As I mentioned in last week’s breadblog, I’m really not a huge fan of sourdough beyond pancakes. Since I’m exploring bread baking I feel I should make some sourdough simply to understand the process, also all this wintry weather has be missing waking up to sour dough pancakes cooked on the wood stove in old Wyoming.
Also can we really call our home, home if we havn’t take the step of starting a sourdough sponge? I mean what better way to establish ones connection to a place than to mix some local honey, grain, and wild yeast into a bread and consume it as a family. Perhaps share some of your starter with neighbors and hope for a reciprocal offer. Bind families and neighbors together, following a pattern as a old as civilization. Yeast after all made it possible to store grain and make flour into bread. This cycle is what led us to settle in the valleys of Mesopotamia, grow crops and set us on the course to suburbia.

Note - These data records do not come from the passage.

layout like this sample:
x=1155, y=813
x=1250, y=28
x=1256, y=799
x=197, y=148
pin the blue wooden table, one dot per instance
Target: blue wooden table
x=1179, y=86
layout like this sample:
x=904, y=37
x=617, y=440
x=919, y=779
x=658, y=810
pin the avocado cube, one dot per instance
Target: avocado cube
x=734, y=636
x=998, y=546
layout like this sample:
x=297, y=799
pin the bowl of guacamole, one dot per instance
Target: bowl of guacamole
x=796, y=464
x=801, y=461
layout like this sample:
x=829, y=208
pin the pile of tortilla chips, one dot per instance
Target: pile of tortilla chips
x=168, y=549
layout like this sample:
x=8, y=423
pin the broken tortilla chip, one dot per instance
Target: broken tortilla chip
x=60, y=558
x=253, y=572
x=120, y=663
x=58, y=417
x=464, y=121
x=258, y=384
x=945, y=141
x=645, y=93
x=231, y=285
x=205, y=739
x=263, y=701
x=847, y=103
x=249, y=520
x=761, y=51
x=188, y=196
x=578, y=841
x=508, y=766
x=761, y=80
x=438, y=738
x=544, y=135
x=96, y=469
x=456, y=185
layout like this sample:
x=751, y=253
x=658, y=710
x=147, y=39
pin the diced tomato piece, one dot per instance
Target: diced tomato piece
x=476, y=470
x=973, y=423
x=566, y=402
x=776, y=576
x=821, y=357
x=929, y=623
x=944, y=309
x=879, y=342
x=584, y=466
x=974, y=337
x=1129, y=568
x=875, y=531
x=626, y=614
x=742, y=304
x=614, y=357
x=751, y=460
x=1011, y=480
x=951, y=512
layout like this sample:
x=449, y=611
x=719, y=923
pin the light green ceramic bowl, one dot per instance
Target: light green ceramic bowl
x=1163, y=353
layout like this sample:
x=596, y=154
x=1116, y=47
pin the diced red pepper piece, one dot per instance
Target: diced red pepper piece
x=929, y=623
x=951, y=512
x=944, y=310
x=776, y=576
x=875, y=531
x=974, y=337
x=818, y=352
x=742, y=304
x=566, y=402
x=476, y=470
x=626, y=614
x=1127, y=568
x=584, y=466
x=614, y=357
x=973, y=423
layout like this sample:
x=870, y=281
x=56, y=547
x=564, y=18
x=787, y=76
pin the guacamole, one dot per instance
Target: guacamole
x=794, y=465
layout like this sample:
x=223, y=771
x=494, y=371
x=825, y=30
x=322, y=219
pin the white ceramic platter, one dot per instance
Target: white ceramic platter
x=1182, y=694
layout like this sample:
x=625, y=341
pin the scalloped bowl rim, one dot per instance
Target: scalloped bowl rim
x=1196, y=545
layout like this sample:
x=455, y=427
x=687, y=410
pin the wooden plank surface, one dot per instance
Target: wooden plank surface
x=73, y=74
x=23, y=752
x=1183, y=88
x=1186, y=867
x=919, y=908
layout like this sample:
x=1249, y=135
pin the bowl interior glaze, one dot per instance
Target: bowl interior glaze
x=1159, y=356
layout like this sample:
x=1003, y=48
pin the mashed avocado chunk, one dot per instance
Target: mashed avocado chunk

With these thoughts in my head, I resolved to make a simple sourdough rye today. After getting my starter going a few days ago I’ve been nursing it with flour and watching it build some impressive bubbling action. I chose a flour only starter, reasoning that this would make a less tangy starter which would probably be better for my unsophisticated pallet.
The results were less than spectacular. The dough stuck to the pan, and did not rise as well as I would have liked. The whole thing fell apart coming out of the pan. On the plus side I devoured most of the evidence, as it was still fairly yummy.
So I’ll have to try this recipe again and refine it. On the positive side it did fluff up pretty well in the oven, the combination of steam and whatever air pockets were in there seemed to do the trick. I’m going to let the last rise in the bread pan go a bit longer. Hopefully as my starter gets more established it will get a bit better. I might also toss in a bit of gluten flour, since I think that will help it fluff up.